Ситуация, ужасная на самом деле для них обоих: в Томе желание борется со страхом и самоунижением, Паше, как выяснится позже - нужно заработать денег...
Так начинается спектакль. С трудных, натянутых реплик, совершенно не похожих еще на нормальный человеческий разговор между двумя даже незнакомыми людьми. Это какие-то потуги... Начинаешь рассматривать их обоих, приковывают внимание жесты, движения, выражения глаз, одежда и понимаешь - совершенно неожиданно встретились два очень странных человека. Тома вся какая-то совершенно бесцветная, даже глаза кажутся прозрачными. Старый свитер, зализанные волосы, приспущенные и бесформенные спортивные штаны, носки, тапки... И Паша...Взъерошенный... Почему-то напомнил мне грустного воробья из мультика... Стоит и держит в руках бутылку. Бутылка, конечно, нужна для храбрости, но после некоторых мученических попыток её откупоривания и сопуствующих этому процессу не менее вымученных диалогов - вообще хочется смыться, тут уже никакое вино не поможет ("я столько не выпью") и деньги по фигу... Но тем не менее, каким-то чудом Паше уйти не удастся и очень медленно, сам того не замечая, он поможет Томе раскрыться, заговорить, озвучить то и страшное, и заветное, что превратит её из неприхотливой и неприметной гупёшки в женщину с добрым сердцем, в женщину, которая вдруг снова захотела почувствовать себя женщиной... Много смешного и курьезного будет происходить, но все это - смех сквозь слёзы, то самое щемящее чувство, которое так редко и так ценно - ты чувствуешь это все вместе с ними.
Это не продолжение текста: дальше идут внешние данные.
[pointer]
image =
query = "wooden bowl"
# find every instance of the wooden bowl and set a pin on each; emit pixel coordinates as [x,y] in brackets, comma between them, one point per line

Чем больше они общаются - тем больше оба меняются. Тома в платье, Паша - с сосновой веточкой. Он хочет спасти Тому и заботиться о ней, но вся беда в том, что он не понимает, что Тому в гупёшку превратил не только Лёня, в гупёшку она превращала себя сама при помощи последнего... И главной причиной было не то, что Тома считала себя всем обязанной Лёне, а то, что она почувстовала, потеряв ребенка, тем самым себя заклеймив...
С появлением Лёни "из засады", многое становится понятным... Не видишь ужаса Томы, а видишь вдруг поникшего Пашу. Молнией в голове проносится мысль... И правда, это имеет смысл - наконец Лёне надоело притворяться, захотелось избавиться от давно надоевшей "ненужности". Но тут, вдруг, обнаруживается, что эта "ненужность" может кому-то пригодиться и этот кто-то, неожиданно почувствовав себя решительным и мужественным, может представить собой некоторую опасность - он надоумит "ненужность" бороться за свои права на раздел квартиры... Весь этот "разбор полётов" несколько раз окунает Тому "из огня да в полымя", но она, всеравно, готова уйти с Пашей, несмотря на обман, несмотря на то, что Лёня вдруг, после всей грязи и мерзости произносит фальшивое "Люблю", до той самой минуты, пока он не "включает" козырную карту - память о дочери... Пелена "бракованности" срабатывает безупречно и в завязавшейся драке Тома бутылкой по голове бьет Пашу...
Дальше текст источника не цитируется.